7) Do you have a solution for the "plight of the black teenager"? (page 88 A Tribe Apart)

               

                A solution for the plight of the black teenager is that people should be trained to see all     humans as the same race.  People should respect others as equals to themselves without           one race being better than another.

 

8) Would it be a relief if all you had to do was "go to classes and learn"?  Would you be happy if you were home-schooled or attended a single-sex private school where academics were presented in an exciting way and learning was admired by peers?

               

                School would be easier if all we had to do was go to learn.  I personally believe that in a      public school atmosphere, you spend more time competing with style guidelines then you       do learning.  A single sex school wouldn't be much better because then the students           would be unsure of how to act when released into the real world.

 

9) Comment on the line from Pete Seeger, "Schools are like prisons because they don't teach you how to live."  And Jonathan's comment, "People in school are dulled by the remoteness of the real world."  Would more classes incorporating community-based learning be helpful? (incorporating activities with relevance to actual real life situations)

               

                I agree with Pete Seeger in the fact that schools don't teach you how to live.  Schools         teach you what life is for the television family (ex.
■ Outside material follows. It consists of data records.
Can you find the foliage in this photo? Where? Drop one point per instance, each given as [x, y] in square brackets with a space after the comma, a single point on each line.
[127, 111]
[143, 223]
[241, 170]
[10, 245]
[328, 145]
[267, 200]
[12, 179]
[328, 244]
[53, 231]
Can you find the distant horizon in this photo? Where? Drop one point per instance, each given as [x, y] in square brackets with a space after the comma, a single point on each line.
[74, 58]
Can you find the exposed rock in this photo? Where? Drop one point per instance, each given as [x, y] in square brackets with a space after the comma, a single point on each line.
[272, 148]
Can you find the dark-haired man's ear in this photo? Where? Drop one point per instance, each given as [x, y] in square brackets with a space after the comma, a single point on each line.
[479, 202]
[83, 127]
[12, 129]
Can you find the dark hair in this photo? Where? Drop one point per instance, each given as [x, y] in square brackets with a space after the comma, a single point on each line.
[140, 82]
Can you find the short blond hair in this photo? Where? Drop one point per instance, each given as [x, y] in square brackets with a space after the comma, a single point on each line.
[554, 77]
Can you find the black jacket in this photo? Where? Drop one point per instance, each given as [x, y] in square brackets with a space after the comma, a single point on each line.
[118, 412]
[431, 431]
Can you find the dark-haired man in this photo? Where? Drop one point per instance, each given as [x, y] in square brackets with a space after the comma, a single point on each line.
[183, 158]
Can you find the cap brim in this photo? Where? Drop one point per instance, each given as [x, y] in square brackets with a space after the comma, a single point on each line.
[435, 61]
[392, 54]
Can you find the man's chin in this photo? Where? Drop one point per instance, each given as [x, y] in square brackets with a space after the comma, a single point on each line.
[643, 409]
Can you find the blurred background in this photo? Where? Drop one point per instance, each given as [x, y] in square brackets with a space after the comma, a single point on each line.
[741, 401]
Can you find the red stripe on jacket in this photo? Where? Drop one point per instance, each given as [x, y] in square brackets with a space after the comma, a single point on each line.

The Brady's).  Schools don't go into        the problems that teenagers actually face.  I also agree with Jonathan in the fact that           people are numbed by the remoteness of the real world.  Classes that incorporate                community-based learning would be helpful by teaching teenagers about the problems                 that real people face into the real world, bankruptcy, death, cancer, AIDS, and divorce.       With these types of classes, the teenagers would be more capable to handle the pressures              put on them when they are on their own.  If school continues to be as it is, there will be      more people depending on others to get things done.

 

10) Comment on the "bottom line" (page 364 A Tribe Apart)

               

                I feel that every adolescent needs to have a guide or a mentor.  The deprived children         deserve the same treatment as any other child.  Adolescents need to have an adult figure       be there when they have a problem and need to talk to someone with experience.